SoFi ended Q2 with over 4.3 million members, marking a 69% year-over-year increase. The company added 702,000 new products in Q2, ending the quarter with 6.6 million products. It raised full-year adjusted revenue and adjusted EBITDA guidance to reflect solid business momentum in the second half of 2022, especially in Q4.
Is SOFI Stock a Good Investment?
Following a recent meeting with SoFi’s CFO Chris Lapointe at Mizuho Securities’ Annual Software Summit, analyst Dan Dolev reiterated a Buy rating with a price target of $8. The analyst remains confident about the company’s “resilient business model & strong execution” based on several factors, including its high-FICO (high credit score) borrowers, hedging efforts to address rate hikes, and low loan losses and delinquency rates.
Dolev also highlighted the ability of Galileo’s (a payment processing platform that SoFi acquired in 2020) transaction-based pricing model to offer protection against a weaker economy and renewed opportunities in student loan refinancing.
Overall, the Street’s Moderate Buy consensus rating on SoFi Technologies stock is based on six Buys and three Holds. The average SOFI stock price target of $8.38 implies 68% upside potential. Shares have tanked 68.4% year-to-date.
Meanwhile, hedge funds are using the pullback in SOFI stock to build their positions and bought 15.3 million shares in the past quarter. Consequently, SoFi stock has a Very Positive Hedge Fund Confidence Signal on TipRanks.

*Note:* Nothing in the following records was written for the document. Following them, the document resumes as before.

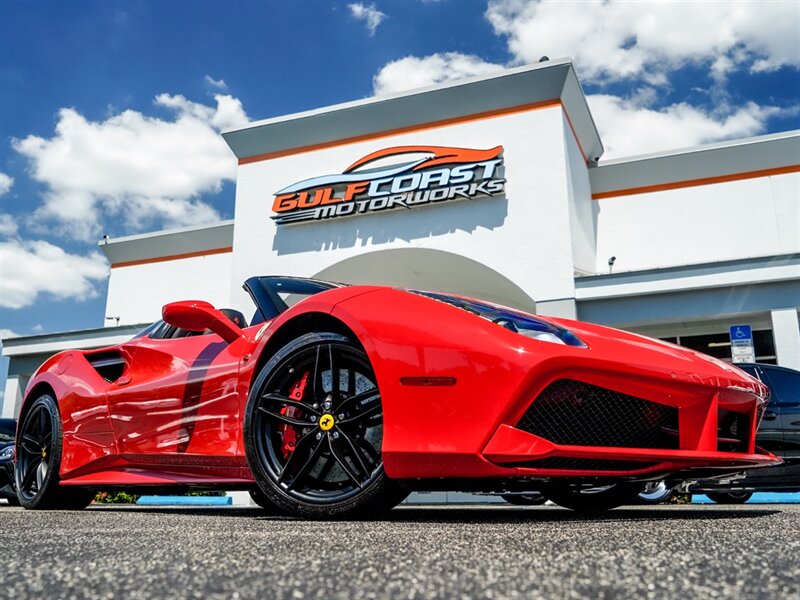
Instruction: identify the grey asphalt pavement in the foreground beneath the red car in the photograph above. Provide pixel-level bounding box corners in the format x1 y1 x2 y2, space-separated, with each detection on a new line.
0 505 800 600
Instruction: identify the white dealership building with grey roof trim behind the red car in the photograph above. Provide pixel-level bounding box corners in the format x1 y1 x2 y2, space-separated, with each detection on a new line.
2 60 800 416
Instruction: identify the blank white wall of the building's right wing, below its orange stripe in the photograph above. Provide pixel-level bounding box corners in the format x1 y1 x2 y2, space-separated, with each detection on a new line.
597 173 800 272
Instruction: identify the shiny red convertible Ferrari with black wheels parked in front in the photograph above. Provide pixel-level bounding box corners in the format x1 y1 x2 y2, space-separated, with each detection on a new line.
16 277 778 518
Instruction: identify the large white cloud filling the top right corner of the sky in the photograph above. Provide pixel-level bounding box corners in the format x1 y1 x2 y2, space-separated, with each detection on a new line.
486 0 800 84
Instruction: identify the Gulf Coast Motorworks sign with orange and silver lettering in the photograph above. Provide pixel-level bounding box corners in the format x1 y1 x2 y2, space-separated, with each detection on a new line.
272 146 506 225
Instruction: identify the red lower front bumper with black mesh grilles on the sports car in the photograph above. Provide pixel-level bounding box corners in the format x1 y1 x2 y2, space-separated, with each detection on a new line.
483 375 780 479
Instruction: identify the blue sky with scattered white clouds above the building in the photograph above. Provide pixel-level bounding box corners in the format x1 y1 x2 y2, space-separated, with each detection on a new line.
0 0 800 335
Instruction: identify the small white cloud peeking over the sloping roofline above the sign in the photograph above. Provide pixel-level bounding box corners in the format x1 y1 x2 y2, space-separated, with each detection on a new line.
372 52 503 96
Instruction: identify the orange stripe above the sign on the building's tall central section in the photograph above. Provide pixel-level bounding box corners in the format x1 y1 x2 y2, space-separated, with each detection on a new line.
239 98 586 165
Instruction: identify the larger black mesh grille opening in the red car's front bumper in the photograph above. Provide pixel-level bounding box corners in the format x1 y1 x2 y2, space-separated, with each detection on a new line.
517 379 679 450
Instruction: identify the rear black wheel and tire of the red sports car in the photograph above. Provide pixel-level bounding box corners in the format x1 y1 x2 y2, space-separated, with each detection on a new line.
14 395 94 510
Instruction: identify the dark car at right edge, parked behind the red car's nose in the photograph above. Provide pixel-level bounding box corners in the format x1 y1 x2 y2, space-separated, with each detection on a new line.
689 364 800 504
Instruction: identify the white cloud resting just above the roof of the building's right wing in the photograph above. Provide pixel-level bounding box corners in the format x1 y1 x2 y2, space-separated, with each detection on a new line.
587 94 780 159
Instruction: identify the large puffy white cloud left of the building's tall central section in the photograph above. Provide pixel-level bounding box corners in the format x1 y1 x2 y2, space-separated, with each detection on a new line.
13 94 247 241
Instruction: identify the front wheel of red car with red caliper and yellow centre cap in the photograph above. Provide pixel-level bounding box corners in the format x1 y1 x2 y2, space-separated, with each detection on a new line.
244 333 407 519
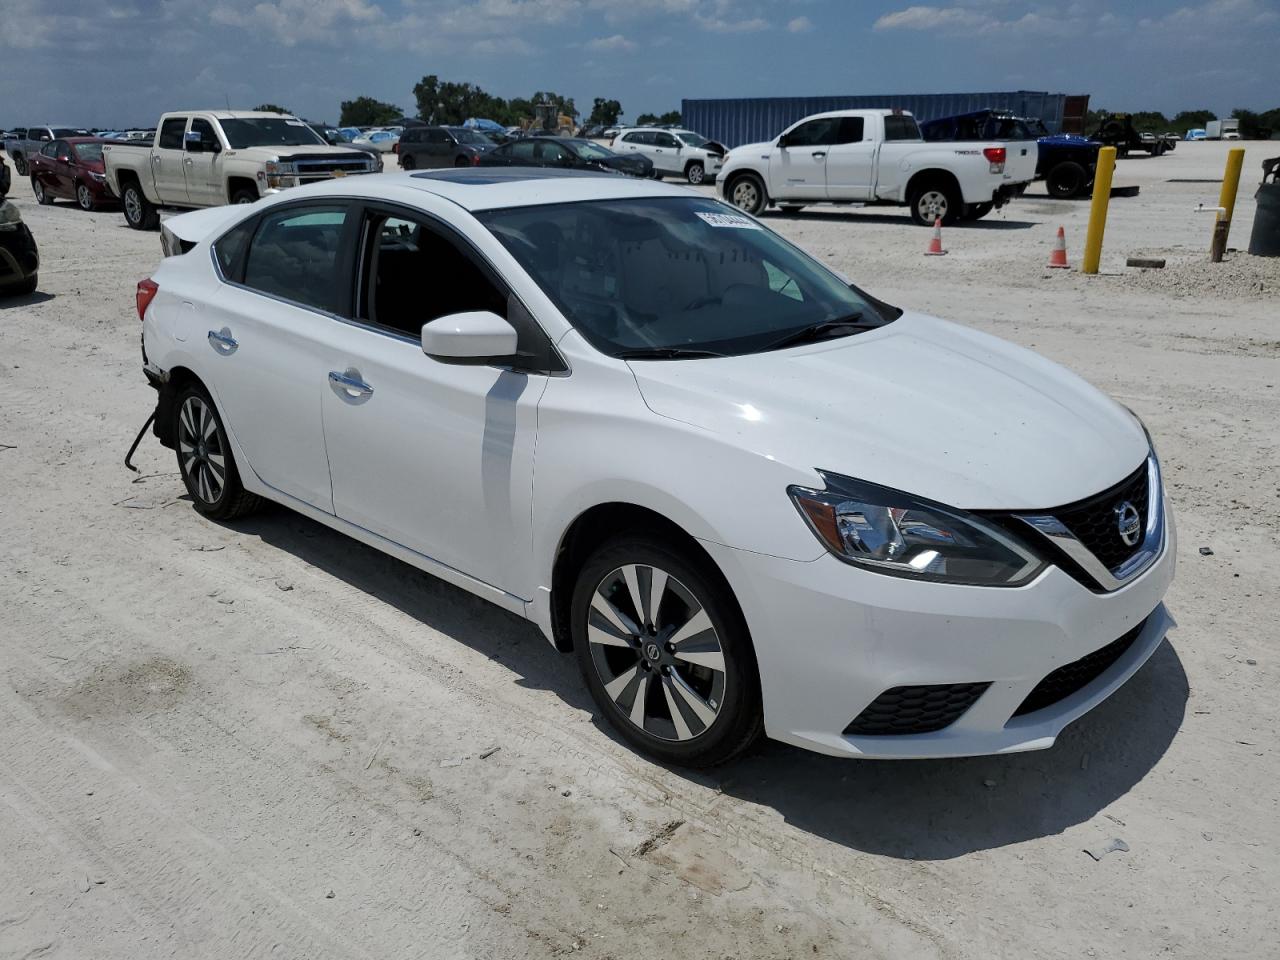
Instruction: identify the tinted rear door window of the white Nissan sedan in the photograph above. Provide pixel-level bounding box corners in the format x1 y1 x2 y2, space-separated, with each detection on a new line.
240 205 347 312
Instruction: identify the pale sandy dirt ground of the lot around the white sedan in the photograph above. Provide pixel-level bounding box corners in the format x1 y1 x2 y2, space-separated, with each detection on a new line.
0 143 1280 960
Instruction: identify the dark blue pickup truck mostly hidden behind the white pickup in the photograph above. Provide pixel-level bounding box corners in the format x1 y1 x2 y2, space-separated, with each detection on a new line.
920 110 1102 200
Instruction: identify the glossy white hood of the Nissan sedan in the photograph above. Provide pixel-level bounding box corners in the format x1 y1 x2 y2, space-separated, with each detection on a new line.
630 314 1148 509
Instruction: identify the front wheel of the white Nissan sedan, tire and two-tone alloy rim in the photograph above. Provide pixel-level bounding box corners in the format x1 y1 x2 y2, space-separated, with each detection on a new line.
571 534 764 767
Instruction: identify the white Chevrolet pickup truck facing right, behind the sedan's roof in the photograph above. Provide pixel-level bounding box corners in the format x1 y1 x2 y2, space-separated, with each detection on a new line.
102 110 376 230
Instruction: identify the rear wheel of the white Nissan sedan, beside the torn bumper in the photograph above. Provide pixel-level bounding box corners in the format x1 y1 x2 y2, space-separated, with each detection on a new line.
174 384 260 520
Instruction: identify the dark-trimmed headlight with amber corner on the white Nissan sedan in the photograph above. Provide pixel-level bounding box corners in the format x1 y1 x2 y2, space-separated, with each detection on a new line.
787 471 1046 586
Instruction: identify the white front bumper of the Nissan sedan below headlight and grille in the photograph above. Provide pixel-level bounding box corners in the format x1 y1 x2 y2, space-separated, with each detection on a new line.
703 503 1176 759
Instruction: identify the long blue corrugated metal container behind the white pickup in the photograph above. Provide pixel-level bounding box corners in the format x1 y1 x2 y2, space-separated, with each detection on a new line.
681 90 1089 147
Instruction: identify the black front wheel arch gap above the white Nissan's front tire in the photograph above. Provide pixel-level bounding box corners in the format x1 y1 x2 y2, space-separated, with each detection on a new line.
550 500 745 653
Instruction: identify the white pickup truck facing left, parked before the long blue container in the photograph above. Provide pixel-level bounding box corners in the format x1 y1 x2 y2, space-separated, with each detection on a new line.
719 110 1039 225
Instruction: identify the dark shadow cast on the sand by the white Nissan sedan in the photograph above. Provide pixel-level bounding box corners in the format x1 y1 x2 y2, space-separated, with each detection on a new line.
234 507 1190 860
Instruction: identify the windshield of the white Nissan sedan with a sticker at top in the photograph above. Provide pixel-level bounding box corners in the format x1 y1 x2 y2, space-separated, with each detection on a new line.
476 197 900 358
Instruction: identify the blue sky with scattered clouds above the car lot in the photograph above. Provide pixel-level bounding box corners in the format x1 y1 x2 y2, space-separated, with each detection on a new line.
0 0 1280 125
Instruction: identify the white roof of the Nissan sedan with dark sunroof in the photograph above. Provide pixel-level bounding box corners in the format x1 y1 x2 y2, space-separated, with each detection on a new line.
278 166 703 210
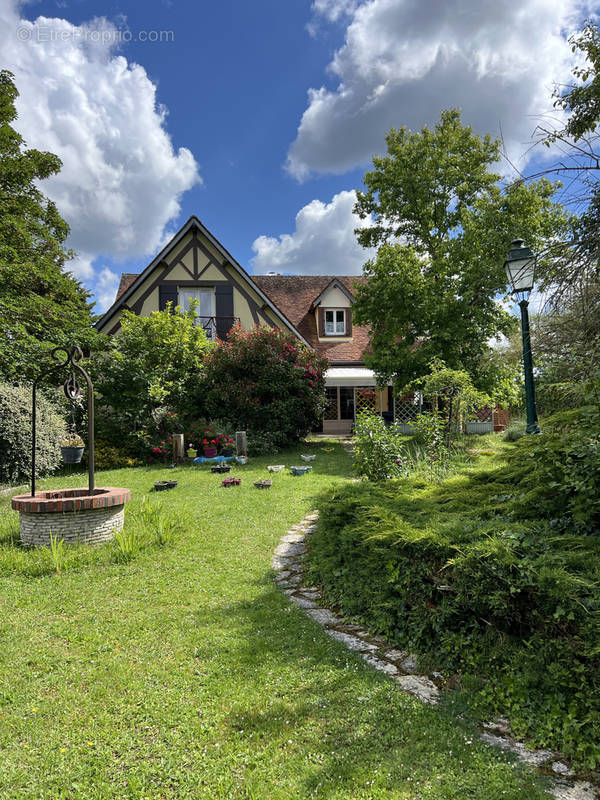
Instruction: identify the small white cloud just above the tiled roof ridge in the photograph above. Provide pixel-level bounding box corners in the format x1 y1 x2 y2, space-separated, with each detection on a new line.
252 192 375 275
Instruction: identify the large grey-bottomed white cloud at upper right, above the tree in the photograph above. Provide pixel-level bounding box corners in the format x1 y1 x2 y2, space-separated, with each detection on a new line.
286 0 589 180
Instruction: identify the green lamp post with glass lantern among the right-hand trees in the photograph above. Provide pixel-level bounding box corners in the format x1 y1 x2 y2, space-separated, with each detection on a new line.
504 239 540 433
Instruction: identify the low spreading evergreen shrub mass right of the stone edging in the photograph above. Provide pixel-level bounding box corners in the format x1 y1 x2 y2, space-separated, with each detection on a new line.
309 428 600 768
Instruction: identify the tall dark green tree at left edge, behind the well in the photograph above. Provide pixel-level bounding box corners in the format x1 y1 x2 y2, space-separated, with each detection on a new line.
0 70 97 382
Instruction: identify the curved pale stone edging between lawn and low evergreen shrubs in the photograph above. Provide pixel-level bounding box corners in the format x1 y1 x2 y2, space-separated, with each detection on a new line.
271 511 599 800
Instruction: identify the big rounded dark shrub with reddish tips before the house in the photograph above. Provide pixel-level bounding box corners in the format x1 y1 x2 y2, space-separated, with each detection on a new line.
196 325 326 447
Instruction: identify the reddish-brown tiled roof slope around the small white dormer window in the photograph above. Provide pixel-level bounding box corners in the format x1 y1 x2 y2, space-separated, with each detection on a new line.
251 275 370 362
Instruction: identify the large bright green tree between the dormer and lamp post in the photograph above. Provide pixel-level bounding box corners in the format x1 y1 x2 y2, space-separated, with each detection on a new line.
354 110 569 392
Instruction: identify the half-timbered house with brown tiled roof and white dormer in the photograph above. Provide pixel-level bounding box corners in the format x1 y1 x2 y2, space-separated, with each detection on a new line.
97 216 393 433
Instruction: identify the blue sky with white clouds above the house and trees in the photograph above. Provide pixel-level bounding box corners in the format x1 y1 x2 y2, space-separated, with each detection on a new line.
0 0 600 312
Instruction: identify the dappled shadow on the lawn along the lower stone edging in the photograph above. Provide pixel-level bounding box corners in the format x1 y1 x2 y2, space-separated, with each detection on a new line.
186 574 544 800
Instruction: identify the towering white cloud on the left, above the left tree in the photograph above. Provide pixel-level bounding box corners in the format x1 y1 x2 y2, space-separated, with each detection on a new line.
0 0 199 270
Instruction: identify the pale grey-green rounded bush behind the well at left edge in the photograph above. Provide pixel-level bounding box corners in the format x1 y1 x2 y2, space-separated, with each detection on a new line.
0 383 66 483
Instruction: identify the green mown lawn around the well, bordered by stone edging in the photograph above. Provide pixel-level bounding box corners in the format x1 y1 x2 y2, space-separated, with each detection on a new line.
0 441 546 800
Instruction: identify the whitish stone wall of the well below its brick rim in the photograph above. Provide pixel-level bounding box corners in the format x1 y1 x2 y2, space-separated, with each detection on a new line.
19 505 125 547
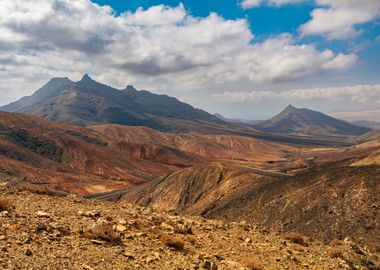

SoFi’s bank charter, the upcoming end of the student loan moratorium, the company’s growing customer base, and innovative solutions make it an attractive long-term pick. However, conservative investors might look for more clarity in the upcoming quarterly results and be cautious due to macro uncertainty as well as the fact that the company is not yet profitable on a GAAP basis.